Visões divergentes sobre os impactos
A redução dos recursos gerou avaliações distintas entre governos, especialistas e organizações da sociedade civil.
Críticos da medida argumentam que a decisão comprometeu projetos sociais, iniciativas de desenvolvimento e programas humanitários que dependiam do financiamento americano para manter suas atividades.

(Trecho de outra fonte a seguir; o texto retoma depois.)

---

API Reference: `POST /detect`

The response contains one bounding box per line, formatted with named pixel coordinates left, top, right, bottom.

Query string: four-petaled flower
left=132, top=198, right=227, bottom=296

Já os defensores dos cortes sustentam que a diminuição dos repasses contribui para reduzir a influência externa sobre processos políticos e decisões soberanas dos países latino-americanos.
Apesar da intensidade do debate, pesquisadores destacam que afirmações categóricas sobre efeitos eleitorais diretos da medida não encontram respaldo em estudos independentes publicados até o momento.
Cenário político continua influenciado por fatores internos
Analistas observam que as mudanças políticas registradas nos países sul-americanos continuam sendo explicadas principalmente por fatores domésticos, como desempenho econômico, inflação, desemprego, segurança pública, aprovação dos governos em exercício e características específicas de cada disputa eleitoral.
Dessa forma, embora os cortes na USAID tenham alterado o cenário de financiamento internacional para diversas organizações, a relação entre essa decisão e os resultados eleitorais da América do Sul permanece objeto de debate político, sem comprovação conclusiva.